Die beschriebene Einheit stellte sowohl für die großherzoglichen Militärs wie auch für die zivilen Rettungskräfte ein gewöhnungsbedürftiges Novum dar. Zivil-militärisches Zusammenwirken funktioniert beispielsweise in Frankreich und der Schweiz einwandfrei.

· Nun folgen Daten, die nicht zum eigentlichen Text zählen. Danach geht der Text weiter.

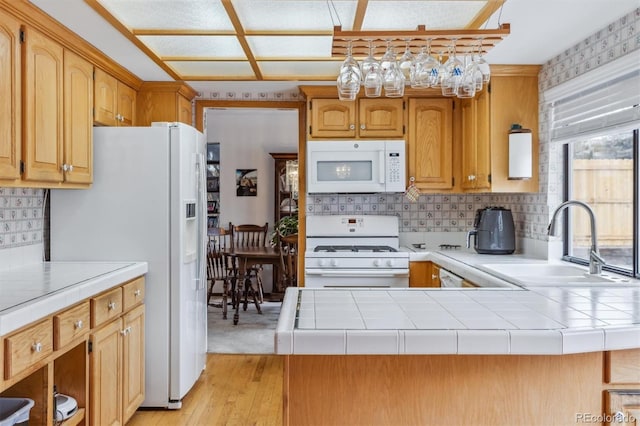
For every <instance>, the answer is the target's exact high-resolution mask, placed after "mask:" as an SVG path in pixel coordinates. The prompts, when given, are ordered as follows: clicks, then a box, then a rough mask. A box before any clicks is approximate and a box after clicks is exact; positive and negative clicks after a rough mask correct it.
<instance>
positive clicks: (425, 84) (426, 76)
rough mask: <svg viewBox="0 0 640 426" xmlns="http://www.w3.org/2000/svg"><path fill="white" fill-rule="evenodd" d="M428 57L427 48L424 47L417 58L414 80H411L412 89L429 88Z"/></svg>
mask: <svg viewBox="0 0 640 426" xmlns="http://www.w3.org/2000/svg"><path fill="white" fill-rule="evenodd" d="M428 56H429V55H428V54H427V47H426V46H423V47H422V49H420V53H418V56H416V61H415V68H414V71H413V78H412V79H411V80H410V83H411V87H413V88H415V89H419V88H425V87H429V70H427V67H426V66H425V64H426V61H427V57H428Z"/></svg>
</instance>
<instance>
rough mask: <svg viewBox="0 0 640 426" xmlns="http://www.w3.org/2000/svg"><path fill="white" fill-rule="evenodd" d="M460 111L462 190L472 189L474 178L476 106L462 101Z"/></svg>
mask: <svg viewBox="0 0 640 426" xmlns="http://www.w3.org/2000/svg"><path fill="white" fill-rule="evenodd" d="M460 104H461V110H462V182H461V184H460V186H461V187H462V189H474V188H475V178H476V176H475V175H476V142H477V137H476V105H475V103H474V102H473V99H463V100H462V101H461V102H460Z"/></svg>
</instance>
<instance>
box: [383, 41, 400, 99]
mask: <svg viewBox="0 0 640 426" xmlns="http://www.w3.org/2000/svg"><path fill="white" fill-rule="evenodd" d="M380 66H381V68H382V87H384V94H385V96H387V97H389V98H400V97H402V96H403V95H404V81H405V80H404V74H402V71H401V70H400V67H399V66H398V62H397V61H396V52H395V50H394V49H393V46H392V45H391V41H390V40H387V51H386V52H385V53H384V55H383V56H382V58H381V59H380Z"/></svg>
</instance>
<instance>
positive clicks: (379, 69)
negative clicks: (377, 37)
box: [360, 40, 382, 98]
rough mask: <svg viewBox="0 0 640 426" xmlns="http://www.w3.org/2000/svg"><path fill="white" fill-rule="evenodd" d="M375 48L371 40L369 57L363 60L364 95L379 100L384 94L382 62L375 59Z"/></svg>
mask: <svg viewBox="0 0 640 426" xmlns="http://www.w3.org/2000/svg"><path fill="white" fill-rule="evenodd" d="M373 51H374V46H373V44H372V41H371V40H369V56H367V57H366V58H364V59H363V60H362V63H361V64H360V66H361V68H362V84H363V86H364V94H365V96H367V97H369V98H377V97H379V96H380V95H381V94H382V70H381V68H380V62H378V60H377V59H376V58H374V57H373Z"/></svg>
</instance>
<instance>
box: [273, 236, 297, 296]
mask: <svg viewBox="0 0 640 426" xmlns="http://www.w3.org/2000/svg"><path fill="white" fill-rule="evenodd" d="M278 239H279V241H280V289H279V290H281V291H284V290H286V288H287V287H297V286H298V234H291V235H286V236H284V235H278Z"/></svg>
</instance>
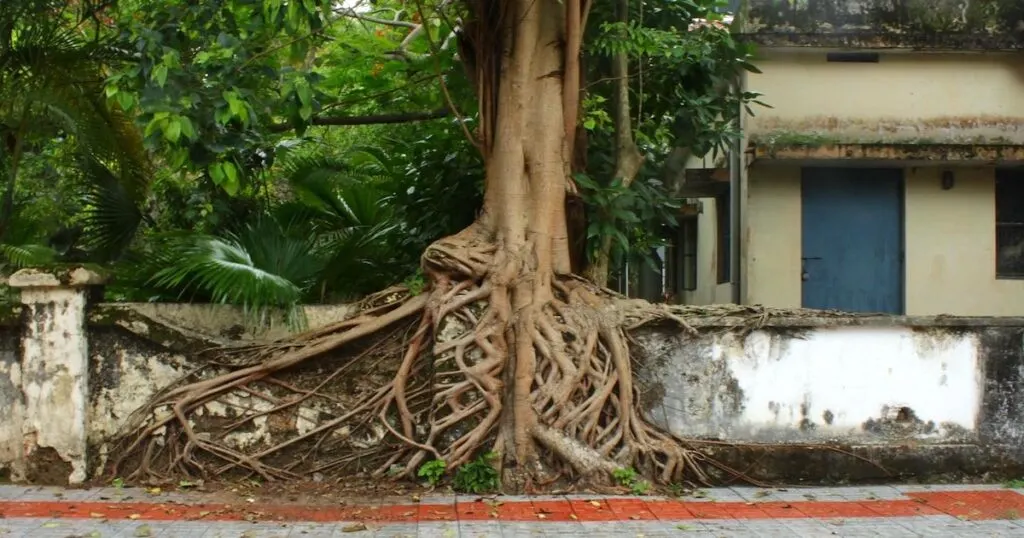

Der erklärte politische Wille zur Ausrichtung auf auch zivil nutzbare Militärmedizin mit Bettenkapazität und Fachpersonal im Reserve-Status ergänzt sich perfekt mit der angedachten Lufttransportkapazität und zivil-militärischem Sanitäts- und Rettungspersonal. Es wäre die Spiegelung der zivilen Realität vom Notarzt (Samu) über den Rettungssanitäter bis hin zu den vielfältigen Aufgaben des Brand- und Rettungsdienstes undwenn man so will, eine um das Sanitätswesen erweiterte Form der eingangs beschriebenen historischen sapeurs-pompiers mit einer natio-
nalen Reservekomponente. Ein zusätzlicher Reiz dieser Lösung dürfte darin bestehen, dass ein Teil der sowieso aufzubringenden Gelder für das Rettungswesen in die vereinbarten erhöhten Nato-Beiträge einfließen könnte. Die Personalkosten fallen sowieso an. Letztendlich ist es der Staatskasse egal, ob die Kräfte grün oder blau uniformiert sind. Tätigkeit und Bezahlung wären praktisch identisch.